Rudolf Hermann Collection


Rudolf Hermann was born in Leipzig, Germany, and he studied at the University of Leipzig and at the Aachen Institute of Technology. He first started working with wind tunnels in 1934 when Professor Carl Wieselsberger engaged him to work at Aachen on development of a supersonic wind tunnel. On January 6, 1936, Dr. Wernher von Braun visited Dr. Hermann to arrange for use of the Aachen supersonic wind tunnel for Army problems. On April 1, 1937, Dr. Hermann became Director of the Supersonic Wind Tunnel at the Army installation at Peenemünde.
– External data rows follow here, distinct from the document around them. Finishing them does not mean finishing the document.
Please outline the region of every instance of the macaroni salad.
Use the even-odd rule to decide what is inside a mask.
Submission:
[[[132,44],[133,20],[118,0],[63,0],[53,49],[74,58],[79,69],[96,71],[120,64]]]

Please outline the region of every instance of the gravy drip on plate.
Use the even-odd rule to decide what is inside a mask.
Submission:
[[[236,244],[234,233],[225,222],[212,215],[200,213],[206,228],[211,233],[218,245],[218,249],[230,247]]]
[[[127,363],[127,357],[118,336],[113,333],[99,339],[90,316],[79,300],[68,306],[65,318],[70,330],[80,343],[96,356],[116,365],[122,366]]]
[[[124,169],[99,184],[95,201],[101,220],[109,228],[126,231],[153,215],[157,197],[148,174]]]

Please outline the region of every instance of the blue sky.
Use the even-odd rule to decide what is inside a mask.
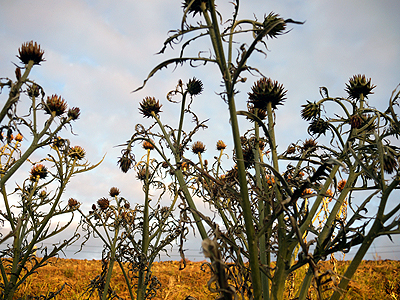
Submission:
[[[225,19],[230,17],[228,1],[218,1],[217,5]],[[365,74],[377,85],[370,104],[386,108],[392,90],[400,83],[398,0],[242,1],[239,16],[262,19],[271,11],[306,21],[271,40],[266,58],[257,54],[249,61],[288,90],[285,105],[277,111],[281,151],[290,142],[308,138],[307,123],[300,118],[299,110],[306,100],[320,99],[320,86],[326,86],[330,95],[346,96],[348,79]],[[74,178],[65,194],[66,199],[74,197],[82,202],[84,210],[106,196],[112,186],[131,202],[142,201],[134,172],[123,174],[116,166],[121,148],[115,146],[129,139],[135,124],[148,124],[138,114],[141,99],[154,96],[164,102],[179,79],[186,82],[196,76],[205,83],[204,93],[193,106],[200,119],[210,118],[209,130],[197,137],[210,145],[205,155],[209,159],[216,155],[214,145],[219,139],[232,144],[227,107],[215,94],[221,91],[215,66],[164,69],[145,89],[131,93],[156,64],[177,54],[168,49],[164,55],[155,55],[168,31],[179,28],[181,13],[180,1],[160,0],[15,0],[0,4],[0,76],[13,78],[12,62],[18,63],[18,48],[24,42],[37,41],[45,50],[46,61],[34,68],[31,79],[40,83],[47,95],[60,94],[71,107],[80,107],[81,119],[74,124],[78,135],[70,136],[71,142],[84,147],[93,163],[106,154],[96,170]],[[209,47],[204,40],[194,43],[190,51],[197,53]],[[255,80],[249,76],[242,86],[238,109],[245,109],[247,92]],[[176,122],[176,108],[165,104],[163,111],[163,120]],[[396,251],[400,239],[395,242],[381,238],[375,243],[377,253],[400,258],[400,252],[387,253]],[[200,242],[188,248],[199,256]],[[95,250],[86,252],[85,257],[99,258]]]

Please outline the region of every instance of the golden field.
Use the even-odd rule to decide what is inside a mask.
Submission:
[[[325,263],[321,269],[328,267]],[[347,262],[338,262],[338,273],[343,271]],[[210,273],[201,270],[202,262],[188,262],[179,270],[179,262],[156,262],[153,274],[161,281],[162,287],[153,299],[182,299],[192,296],[198,300],[215,299],[207,287]],[[208,268],[205,268],[208,271]],[[301,282],[305,270],[299,270],[294,286]],[[57,291],[66,283],[56,299],[85,299],[83,293],[87,285],[101,272],[101,262],[96,260],[53,259],[28,278],[19,289],[15,299],[29,299],[29,296],[48,295]],[[343,299],[399,299],[400,262],[389,260],[364,261],[358,269]],[[113,290],[123,299],[129,299],[125,282],[119,267],[114,268]],[[289,287],[288,287],[289,290]],[[389,293],[392,292],[392,295]],[[329,291],[327,292],[329,293]],[[288,295],[287,295],[288,296]],[[397,298],[396,298],[397,296]],[[97,295],[91,299],[97,299]],[[294,299],[295,295],[287,299]],[[313,297],[312,297],[313,298]]]

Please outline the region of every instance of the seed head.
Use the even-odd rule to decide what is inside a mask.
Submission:
[[[161,112],[161,104],[156,98],[154,97],[146,97],[143,101],[139,104],[140,113],[145,116],[146,118],[153,117],[152,112],[158,115]]]
[[[110,201],[107,198],[100,198],[97,204],[101,210],[106,210],[110,206]]]
[[[146,180],[146,168],[138,170],[136,178],[142,181]]]
[[[142,146],[146,150],[153,150],[154,149],[153,144],[150,143],[149,141],[144,141]]]
[[[69,198],[69,200],[68,200],[68,206],[70,207],[70,208],[75,208],[75,207],[77,207],[79,205],[79,202],[78,201],[76,201],[74,198]]]
[[[44,106],[44,111],[51,115],[53,112],[56,116],[61,116],[67,110],[67,102],[61,98],[61,96],[53,95],[47,97],[46,105]]]
[[[267,110],[268,103],[271,103],[272,108],[276,109],[286,99],[286,92],[282,84],[263,77],[252,86],[251,93],[248,93],[249,103],[262,110]]]
[[[256,115],[260,120],[265,120],[267,118],[267,112],[263,109],[257,109],[257,113],[256,113],[255,108],[253,106],[251,106],[251,107],[249,107],[248,110],[253,115]],[[253,120],[250,119],[250,121],[252,122]]]
[[[188,13],[193,13],[193,16],[195,16],[197,13],[199,13],[200,15],[203,13],[203,11],[201,10],[201,4],[202,3],[206,4],[206,10],[210,9],[210,5],[208,4],[208,1],[205,1],[205,0],[194,0],[192,5],[189,6],[190,2],[192,2],[192,0],[185,0],[182,3],[182,7],[185,10],[187,9]]]
[[[201,154],[204,151],[206,151],[206,146],[200,141],[197,141],[196,143],[193,144],[192,146],[192,152],[195,154]]]
[[[81,146],[74,146],[69,149],[68,156],[72,158],[76,158],[77,160],[81,160],[85,157],[86,151]]]
[[[17,142],[21,142],[22,140],[23,140],[23,136],[22,136],[22,134],[20,134],[20,133],[18,133],[17,134],[17,136],[15,137],[15,140],[17,141]]]
[[[31,169],[30,180],[33,182],[37,182],[39,179],[44,179],[47,177],[47,168],[42,164],[37,164]]]
[[[314,139],[305,140],[303,144],[303,151],[313,152],[317,149],[317,142]]]
[[[196,77],[193,77],[193,79],[189,79],[186,88],[190,95],[200,95],[203,91],[203,83],[200,80],[196,79]]]
[[[301,110],[301,117],[306,121],[310,121],[312,119],[319,117],[319,114],[321,112],[321,109],[318,104],[316,104],[315,102],[310,102],[308,100],[307,104],[302,105],[301,107],[304,107]]]
[[[73,107],[68,110],[67,116],[72,120],[77,120],[81,114],[81,110],[78,107]]]
[[[351,116],[349,123],[351,128],[359,129],[362,127],[364,120],[359,115]]]
[[[344,186],[346,185],[347,180],[346,179],[342,179],[338,182],[337,188],[339,190],[339,192],[344,190]]]
[[[285,20],[282,19],[278,14],[273,12],[269,13],[269,15],[264,19],[263,22],[264,29],[269,29],[266,32],[266,35],[270,38],[276,38],[278,35],[284,33],[286,29]]]
[[[326,133],[326,131],[329,128],[329,123],[326,122],[325,120],[318,118],[318,119],[314,119],[310,126],[308,127],[308,133],[311,135],[321,135]]]
[[[386,173],[392,174],[397,168],[397,160],[390,154],[386,154],[383,157],[383,169]]]
[[[225,149],[225,148],[226,148],[225,143],[224,143],[222,140],[219,140],[219,141],[217,142],[217,150],[223,150],[223,149]]]
[[[32,84],[28,88],[28,96],[33,98],[33,97],[39,97],[39,86],[37,84]]]
[[[126,173],[130,168],[133,167],[133,163],[135,162],[134,156],[130,153],[129,150],[122,151],[122,157],[118,159],[118,165],[122,172]]]
[[[119,195],[119,189],[118,188],[116,188],[116,187],[112,187],[111,189],[110,189],[110,196],[111,197],[116,197],[116,196],[118,196]]]
[[[40,49],[40,45],[33,41],[26,42],[22,44],[21,48],[18,49],[19,56],[17,57],[21,60],[22,63],[27,65],[29,61],[33,61],[33,64],[40,65],[43,59],[44,51]]]
[[[371,91],[376,85],[371,84],[371,78],[365,78],[365,75],[354,75],[349,79],[349,83],[346,83],[345,91],[349,94],[351,99],[360,99],[361,94],[367,98],[369,94],[373,94]]]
Results from the Aachen and Peenemünde wind tunnels were crucial in achieving aerodynamic stability for the A-4 rocket, later designated as the V-2. The Allied air raid on Peenemünde on August 17, 1943 accelerated plans to build a Mach 10 “hypersonic” wind tunnel facility; Dr. Hermann served as the director of this new facility.

As World War II drew to a close in Europe, Dr. Hermann and his associates ignored Hitler’s destruction orders and preserved their wind tunnel documents and components, which were then acquired by the advancing American forces. After being brought to the United States through Operation Paperclip, Dr. Hermann became a consultant to the Air Force at its Wright Field in November 1945. In 1951, he was named a professor of Aeronautical Engineering at the University of Minnesota. In 1962, Dr. Hermann became the first Director of the Research Institute at the University of Alabama in Huntsville (UAH), a position he held until he retired in 1970.¹

¹Lundquist, Charles A. and Anne M. Coleman. "Rudolf Hermann, Wind Tunnels and Aerodynamics," 2006 57th IAC, Valencia, Spain (2-6 October 2006).